Published in: on 24. August 2010 at 06:38  Schreibe einen Kommentar  

Fakt des Tages

Morgen fängt die Schule wieder an.

Gott. Sei. Dank.

Published in: on 22. August 2010 at 21:45  Schreibe einen Kommentar  

Zitat des Tages

Wir lassen ja auch kein Klischee aus. So gar keines.

Ich war heute mit Kind Nummer Eins am Potsdamer Platz. Der Autor hat mir zum Hochzeitstag eine Kette geschenkt, die nicht so ganz meinen Geschmack traf und so wollte ich sie gegen ein anderes Stück tauschen.
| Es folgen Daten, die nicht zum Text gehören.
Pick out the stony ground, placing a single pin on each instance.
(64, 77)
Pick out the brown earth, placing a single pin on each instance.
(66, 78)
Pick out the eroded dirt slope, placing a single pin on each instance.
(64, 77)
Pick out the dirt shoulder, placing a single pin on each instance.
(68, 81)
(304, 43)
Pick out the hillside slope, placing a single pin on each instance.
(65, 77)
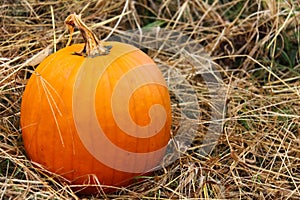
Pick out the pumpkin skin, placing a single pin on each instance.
(102, 119)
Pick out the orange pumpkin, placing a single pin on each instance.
(102, 115)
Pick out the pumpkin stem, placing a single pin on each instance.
(93, 46)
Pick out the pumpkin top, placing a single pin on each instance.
(93, 46)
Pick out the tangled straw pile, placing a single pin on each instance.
(255, 45)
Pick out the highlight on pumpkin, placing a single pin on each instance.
(101, 114)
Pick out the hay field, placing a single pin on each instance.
(255, 46)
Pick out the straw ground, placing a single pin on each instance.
(255, 45)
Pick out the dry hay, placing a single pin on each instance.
(255, 45)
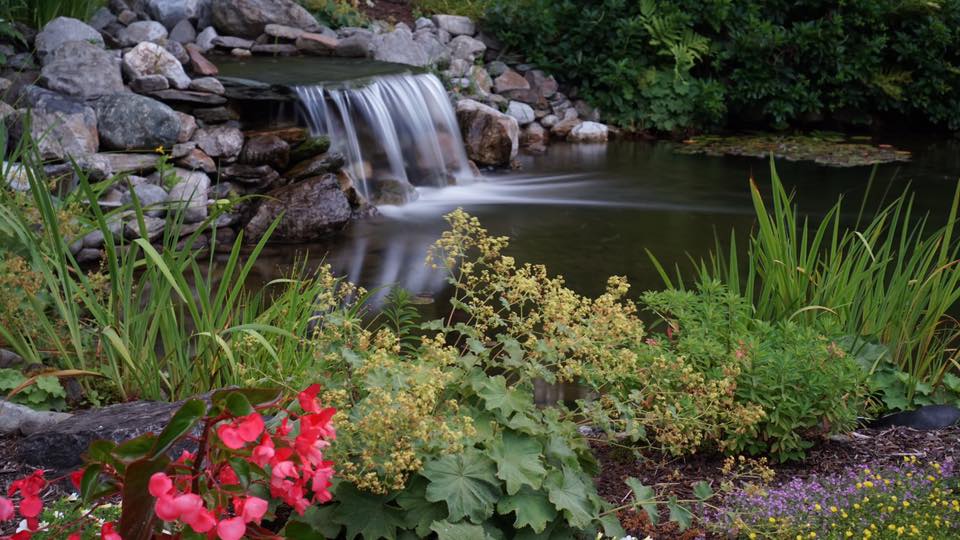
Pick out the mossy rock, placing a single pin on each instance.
(824, 148)
(313, 146)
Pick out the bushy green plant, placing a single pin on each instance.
(772, 63)
(891, 279)
(336, 13)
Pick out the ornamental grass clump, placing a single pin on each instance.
(910, 500)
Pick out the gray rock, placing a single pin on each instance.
(190, 194)
(209, 85)
(60, 446)
(149, 83)
(126, 17)
(188, 126)
(399, 47)
(283, 32)
(437, 53)
(249, 18)
(178, 51)
(61, 30)
(324, 163)
(355, 46)
(311, 209)
(141, 31)
(62, 126)
(151, 198)
(231, 42)
(152, 59)
(197, 160)
(101, 19)
(491, 137)
(497, 68)
(467, 48)
(219, 141)
(78, 68)
(276, 49)
(171, 12)
(215, 115)
(522, 112)
(22, 420)
(509, 81)
(128, 121)
(205, 39)
(589, 132)
(455, 25)
(190, 97)
(183, 32)
(266, 149)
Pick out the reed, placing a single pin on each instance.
(891, 278)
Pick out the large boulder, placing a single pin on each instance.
(587, 132)
(249, 18)
(219, 141)
(141, 31)
(61, 30)
(59, 447)
(79, 68)
(62, 126)
(399, 47)
(311, 209)
(152, 59)
(491, 137)
(170, 12)
(131, 121)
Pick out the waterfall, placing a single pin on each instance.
(395, 131)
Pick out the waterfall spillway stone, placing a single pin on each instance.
(396, 132)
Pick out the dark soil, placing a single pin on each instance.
(675, 476)
(392, 11)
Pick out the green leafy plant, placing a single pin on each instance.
(891, 279)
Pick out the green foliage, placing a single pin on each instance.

Soviel Schmuck hat meine Tochter, die manchmal ein echtes Mädchen ist, umgehauen. Und natürlich wollte sie auch.

Ich habe ihr dann erklärt, daß es mein Hochzeitstagsgeschenk ist und ich mir was aussuchen darf. Worauf sie meinte, dann würde sie eben auch heiraten. So weit, so gut.

Nachdem ich mir also ein schönes Stück ausgesucht hatte, war noch etwas Geld übrig, so dass ich ihr doch noch ihre Wunschkette kaufen konnte. Worauf sie stolz und voller Inbrunst in dem vollen Laden verkündete

„Ach, ich bin ja so glücklich. Jetzt hat mein Daddy mir auch was zu unserem Hochzeitstag geschenkt!“

Kleine Mädchen und ihre Väter. Ich hab immer nur Fußbälle bekommen.

Published in: on 19. August 2010 at 14:41  Schreibe einen Kommentar  

Mütterlicher Egoismus und blutende Füße

Manchmal, manchmal möchte ich die obere Etage einfach zumauern und nach 4 Jahren mal gucken, wie es da oben aussieht.

Eben gerade, beide Kinder haben mütterliche Order bekommen aufzuräumen. Und erst nach 3 Minuten großes Geschrei.

„Maaaaaaaamaaaaa, der hat soooooooooooo gemacht. Auuuuuaaaaaaa!!!“

Kind Nummer Eins hält sich das Ohr, genaue Rekonstruktion der Geschehnisse nicht mehr möglich.

„Sohn, hast Du Tochter wehgetan!“ Warnender Mutterton on.

„Ja, ich wollte das haben.“ Mit Fingerzeig auf die Taschenlampe.

„Mir egal, hast Du oder hast Du nicht?“ Mutter kann ja so uneinsichtig ob guter Gründe sein.

„Ja!“ Arme verschränken sich, die Unterlippe schiebt sich vor, die Augen gehen auf halb acht.

„Entschuldigst Du Dich?“ Als ob ich die Antwort nicht schon wüßte.

„Nein!“ Immerhin zeigt das Kind eine gewisse Konsequenz – es sind die kleinen Dinge im Leben, über die man sich freuen sollte.

Was eine Denkpause in seinem Zimmer zur Folge hatte. Nach der er raus kam, es oben Gewisper gab und die beiden irgendwas spielten. Und dieses Spiel hieß nicht Zimmeraufräumen. Und nach nur 4 Minuten wieder Geschrei. Also das Ganze noch mal von vorn. Ich bin ja nix, wenn nicht leidensfähig.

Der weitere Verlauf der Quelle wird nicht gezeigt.